Thomas Knyvet was the second son of Sir Henry Knyvet of Charlton, Wiltshire, and Anne Pickering, daughter of Sir Christopher Pickering of Killington, Westmorland. His niece, Catherine Knyvet, was married to Thomas Howard, 1st Earl of Suffolk. On 21 July 1597 Knyvet married Elizabeth Hayward, the daughter of Sir Rowland Hayward and widow of Richard Warren of Claybury, Essex.
Knyvet attended Jesus College, Cambridge. He was a Gentleman of the Privy Chamber to Queen Elizabeth I, and in 1592 was made Master at Arms. He was elected Member of Parliament for Thetford in 1601. He served as Warden of the Royal Mint from 1599 to 1621. He was granted the manor of Stanwell in 1603, and was knighted in 1604.
In December 1603 and January 1604 Knyvett had orders from King James concerning jewels that had belonged to Queen Elizabeth. on Christmas Eve 1603 he brought to Hampton Court some chests of jewels which he had kept at Westminster Palace on the instructions of Queen Elizabeth. Four chests had been the responsibility of Katherine Howard, Countess of Nottingham. The others boxes were open and the jewels examined. After discussion with Sir George Home, Roger Aston, and the Earl of Nottingham, some jewels were sent to the goldsmiths John Spilman and William Herrick for valuation, with an ivory coffer, and a "great rich glass set with diamonds rubies emeralds and pearls, made in the form of a woman upon a pillar or case holding a clock with diverse motions" brought from the Tower of London. Knyvett also took some of the old queen's jewels to Peter Vanlore to exchange for a new piece with a large table ruby and two great lozenge diamonds.
Knyvet was the most active intervener in foiling the Gunpowder Plot. On the evening of 26 October 1605, the Catholic Lord Monteagle received an anonymous letter warning him to stay away from Parliament during the opening, and to "retyre youre self into yowre contee whence yow maye expect the event in safti for ... they shall receyve a terrible blowe this parleament". Monteagle's letter was shown to King James. The King ordered Knyvet to conduct a search of the cellars underneath Parliament, which he carried out with Edmund Doubleday in the early hours of 5 November.
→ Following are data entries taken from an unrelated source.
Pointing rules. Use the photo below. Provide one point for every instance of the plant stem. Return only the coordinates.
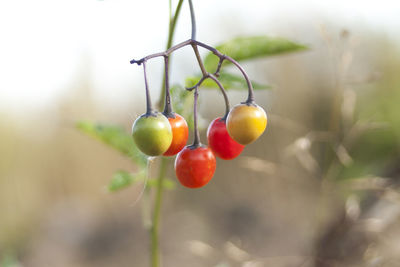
(193, 19)
(149, 108)
(154, 230)
(155, 247)
(196, 141)
(171, 32)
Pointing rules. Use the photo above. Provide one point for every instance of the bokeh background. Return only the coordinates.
(319, 188)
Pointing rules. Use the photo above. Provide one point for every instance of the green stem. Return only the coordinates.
(155, 248)
(154, 230)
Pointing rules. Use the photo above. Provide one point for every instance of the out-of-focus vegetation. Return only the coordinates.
(320, 188)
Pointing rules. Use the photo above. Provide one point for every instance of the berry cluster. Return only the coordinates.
(166, 133)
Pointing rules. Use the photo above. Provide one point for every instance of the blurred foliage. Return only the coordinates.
(122, 179)
(252, 47)
(116, 137)
(228, 80)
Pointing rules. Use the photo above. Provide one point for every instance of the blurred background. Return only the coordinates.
(319, 188)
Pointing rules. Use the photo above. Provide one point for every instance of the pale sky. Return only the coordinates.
(43, 42)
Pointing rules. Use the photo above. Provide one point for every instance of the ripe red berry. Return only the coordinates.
(180, 133)
(195, 166)
(220, 141)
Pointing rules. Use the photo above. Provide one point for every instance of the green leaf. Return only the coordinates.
(167, 183)
(122, 179)
(228, 80)
(114, 136)
(243, 48)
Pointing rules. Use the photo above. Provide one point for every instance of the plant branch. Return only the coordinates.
(149, 108)
(222, 57)
(167, 107)
(220, 86)
(196, 141)
(193, 20)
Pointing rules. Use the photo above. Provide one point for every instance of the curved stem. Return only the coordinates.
(194, 43)
(171, 31)
(196, 141)
(199, 60)
(149, 108)
(227, 105)
(167, 107)
(193, 19)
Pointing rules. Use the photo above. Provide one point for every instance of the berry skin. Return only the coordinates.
(152, 133)
(195, 166)
(220, 142)
(180, 134)
(246, 122)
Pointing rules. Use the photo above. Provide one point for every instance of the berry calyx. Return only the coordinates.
(180, 134)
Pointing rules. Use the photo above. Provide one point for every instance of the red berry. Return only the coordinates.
(180, 133)
(220, 141)
(195, 166)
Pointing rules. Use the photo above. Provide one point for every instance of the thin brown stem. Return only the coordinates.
(193, 20)
(196, 141)
(149, 108)
(167, 107)
(194, 44)
(199, 60)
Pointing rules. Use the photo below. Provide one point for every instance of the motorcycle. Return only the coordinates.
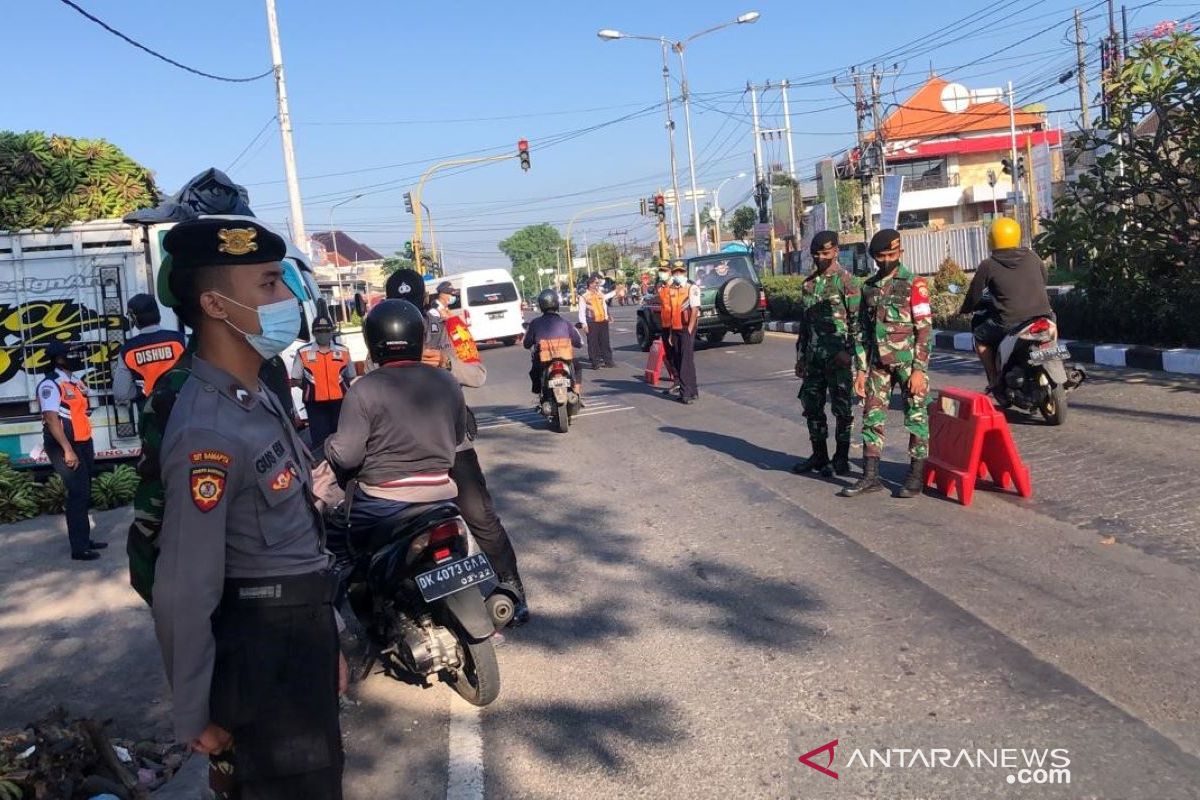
(558, 402)
(413, 582)
(1032, 371)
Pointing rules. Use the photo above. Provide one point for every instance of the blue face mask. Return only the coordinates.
(280, 323)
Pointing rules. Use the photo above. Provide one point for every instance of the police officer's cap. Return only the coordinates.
(213, 241)
(406, 284)
(885, 240)
(821, 240)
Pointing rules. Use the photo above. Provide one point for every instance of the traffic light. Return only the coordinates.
(523, 152)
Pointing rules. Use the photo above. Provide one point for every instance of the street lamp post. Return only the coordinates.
(718, 212)
(337, 269)
(678, 47)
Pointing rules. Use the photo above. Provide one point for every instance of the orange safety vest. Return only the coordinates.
(151, 361)
(597, 306)
(672, 312)
(323, 373)
(73, 408)
(559, 348)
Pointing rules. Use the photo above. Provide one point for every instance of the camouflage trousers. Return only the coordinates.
(822, 378)
(880, 382)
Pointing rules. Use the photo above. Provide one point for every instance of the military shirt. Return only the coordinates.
(237, 488)
(898, 323)
(829, 304)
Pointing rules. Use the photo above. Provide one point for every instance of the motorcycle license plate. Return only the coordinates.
(454, 577)
(1039, 356)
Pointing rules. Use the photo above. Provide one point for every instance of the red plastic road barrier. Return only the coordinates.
(970, 439)
(654, 364)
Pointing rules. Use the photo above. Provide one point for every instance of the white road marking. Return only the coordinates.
(465, 780)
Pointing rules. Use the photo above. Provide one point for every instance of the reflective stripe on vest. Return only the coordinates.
(149, 362)
(599, 311)
(323, 373)
(557, 348)
(73, 409)
(673, 298)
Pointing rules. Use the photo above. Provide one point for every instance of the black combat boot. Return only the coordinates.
(915, 482)
(869, 482)
(817, 461)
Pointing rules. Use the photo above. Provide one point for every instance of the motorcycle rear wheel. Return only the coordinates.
(1054, 408)
(478, 680)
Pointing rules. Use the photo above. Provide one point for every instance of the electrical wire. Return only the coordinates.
(160, 55)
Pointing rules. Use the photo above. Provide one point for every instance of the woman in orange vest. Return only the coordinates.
(66, 433)
(594, 322)
(324, 370)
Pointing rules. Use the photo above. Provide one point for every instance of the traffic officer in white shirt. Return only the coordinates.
(594, 322)
(66, 435)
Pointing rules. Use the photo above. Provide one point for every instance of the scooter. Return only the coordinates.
(1032, 371)
(414, 582)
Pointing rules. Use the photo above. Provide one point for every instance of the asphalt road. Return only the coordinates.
(703, 618)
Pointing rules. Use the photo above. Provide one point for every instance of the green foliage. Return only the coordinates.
(52, 497)
(115, 488)
(743, 221)
(951, 272)
(1133, 224)
(534, 247)
(49, 181)
(18, 493)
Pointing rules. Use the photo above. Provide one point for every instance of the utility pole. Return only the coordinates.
(1081, 72)
(289, 157)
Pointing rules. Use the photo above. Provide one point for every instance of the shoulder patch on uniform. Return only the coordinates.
(208, 487)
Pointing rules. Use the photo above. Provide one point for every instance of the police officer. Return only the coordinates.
(681, 317)
(829, 302)
(66, 435)
(893, 350)
(323, 371)
(241, 590)
(594, 322)
(144, 358)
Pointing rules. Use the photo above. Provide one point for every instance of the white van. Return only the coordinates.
(490, 304)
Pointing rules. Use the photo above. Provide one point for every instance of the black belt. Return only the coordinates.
(309, 589)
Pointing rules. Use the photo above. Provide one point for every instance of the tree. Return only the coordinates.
(49, 181)
(531, 248)
(743, 221)
(1133, 223)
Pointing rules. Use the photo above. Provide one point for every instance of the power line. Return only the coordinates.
(160, 55)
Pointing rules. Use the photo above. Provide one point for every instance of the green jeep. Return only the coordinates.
(732, 301)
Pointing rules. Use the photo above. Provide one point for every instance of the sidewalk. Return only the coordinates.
(1133, 356)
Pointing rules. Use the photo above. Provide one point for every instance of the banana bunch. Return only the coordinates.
(115, 488)
(18, 494)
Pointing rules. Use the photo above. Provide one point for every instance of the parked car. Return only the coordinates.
(732, 301)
Guy Fawkes was arrested by Knyvet whilst leaving the cellar shortly after midnight. Inside, the barrels of gunpowder were discovered hidden under piles of firewood and coal.
After foiling the plot Knyvet was given charge of the education of the short-lived Princess Mary. By royal grant of a peerage he entered the House of Lords as Baron Knyvet of Escrick, Yorkshire in 1607. He was appointed a Privy Councillor, member of the council to Queen Anne, and Warden of the Mint. In 1613, the manor of Staines was granted him outright.
He maintained a long-running feud with Edward de Vere, 17th Earl of Oxford. Knyvet's niece, Anne Vavasour, was the Earl's mistress, and on 21 March 1581 bore his illegitimate son, Edward Vere. On numerous occasions, servants on either side were killed. On one occasion, Knyvet injured Oxford, apparently in the leg.
When Lord Knyvet died in July 1622 his will provided for the foundation of a free-school in Stanwell -- the Lord Knyvet School was founded in 1624. An effigy of him and his wife features in the chancel of Stanwell's St Mary's parish church.
Knyvet occupied as his London townhouse the first house known on the site of 10 Downing Street, the modern-day residence of the British Prime Minister, in a large timber and brick building with an L-shaped garden. It was first leased to him in 1581 by Queen Elizabeth I at which point it became known as Knyvet House, and his lifetime lease was extended in 1604 to extend to his heirs. The house was described by the parliamentary commissioners in 1650 as:
The house passed to his niece, Elizabeth Hampden, aunt of Oliver Cromwell, and in her lifetime it adopted her surname. After the lease expired on Hampden House and garden in 1682, George Downing redeveloped the site and adjoining premises.